President Ashley Broadway-Mack of the American Military Partner Association (AMPA), the nation's largest organization of lesbian, gay, bisexual, and transgender (LGBT) military families: "From burial rights to veteran home loans to burial rights, today's historic Supreme Court decision bringing marriage equality to every state in our great nation means that LGBT military families will finally have access to the full federal veterans benefits they've earned."
Rev. Al Sharpton, president and founder of National Action Network: "This a huge milestone for our nationwide journey for equality for all, and loving couples across this country can finally have their love and unions recognized.
We still have a long way to go, and as the tragedy in South Carolina last week devastatingly showed, the march toward progress and civil rights nationwide continues. As a nation, we must carry the momentum from the highest court in the land and fight against discrimination in all its forms and make sure that all Americans – no matter whom they love, their class or color – can exist freely and equally."
"Their hope is not to be condemned to live in loneliness, excluded from one of civilization's oldest institutions."
WASHINGTON — The Supreme Court in a 5-4 decision on Friday ruled that states may no longer ban same-sex couples' marriages or refuse to recognize such marriages.
Justice Anthony Kennedy wrote the decision, in which he was joined by the court's four more liberal members.
The decision came two years to the day of when the Supreme Court launched the catalyst for today's decision. On June 26, 2013, the court, in an opinion also by Justice Kennedy, struck down the federal ban on recognition of same-sex couples' marriages in the Defense of Marriage Act as unconstitutional.
Almost immediately thereafter, lawsuits were filed — with some already pending — across the country, challenging state bans on same-sex couples' marriages and similar bans on recognizing the marriages of same-sex couples performed elsewhere.

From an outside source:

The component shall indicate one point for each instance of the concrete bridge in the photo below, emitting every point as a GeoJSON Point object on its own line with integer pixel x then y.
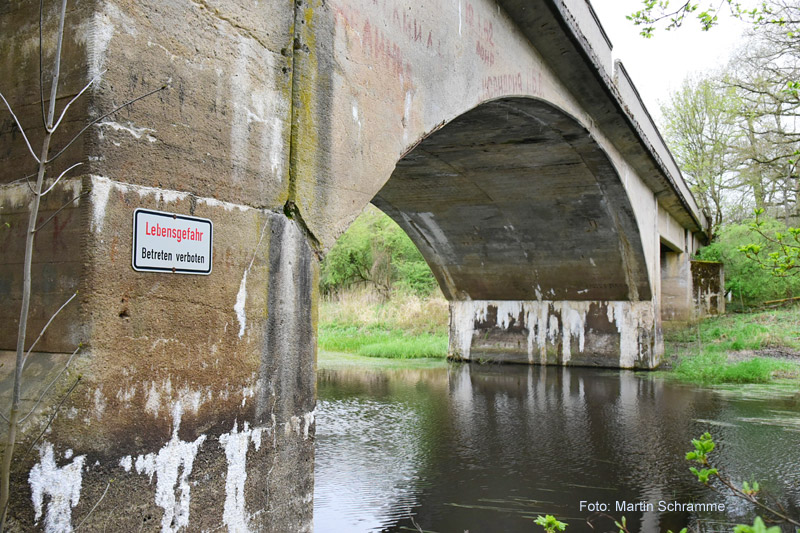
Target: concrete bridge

One of the first cases was that filed by Jim Obergefell and his husband, John Arthur, in Ohio. They had married in Maryland shortly after the DOMA decision came down. Arthur was dying of ALS, and the couple didn't want to wait any longer. After marrying, though, they sued the state of Ohio to ensure that Arthur's marriage would be recorded on his death certificate and that Obergefell would be listed as his surviving spouse.
In April, Obergefell attended the Supreme Court oral arguments in the case without Arthur — who died later in 2013 — and has engaged since the arguments in advocacy on behalf of same-sex couples, including traveling to the University of Guam to serve as the commencement speaker there — even as a marriage equality battle was ongoing on the island.
The two questions before the justices were whether states could bar same-sex couples from marrying and whether states could refuse to recognize the marriages of same-sex couples performed elsewhere.
In the time since Obergefell and Arthur filed their case, four federal appeals courts sided with same-sex couples on the question, striking down state bans. The Supreme Court refused to hear the appeals from the states out of three of those appeals courts in October 2014, leading to marriage equality in a wave of states in the days and weeks that followed.
Only the appeals court hearing Obergefell's case — along with another Ohio case and cases out of Kentucky, Michigan, and Tennessee — upheld the state bans as constitutional, dealing a blow to advocates and couples used to an almost unbroken string of wins.
That November 2014 decision, however, led the justices to agree to hear Obergefell's appeal and the appeal of the same-sex couples from the four states — which the court did in April, leading to today's decision.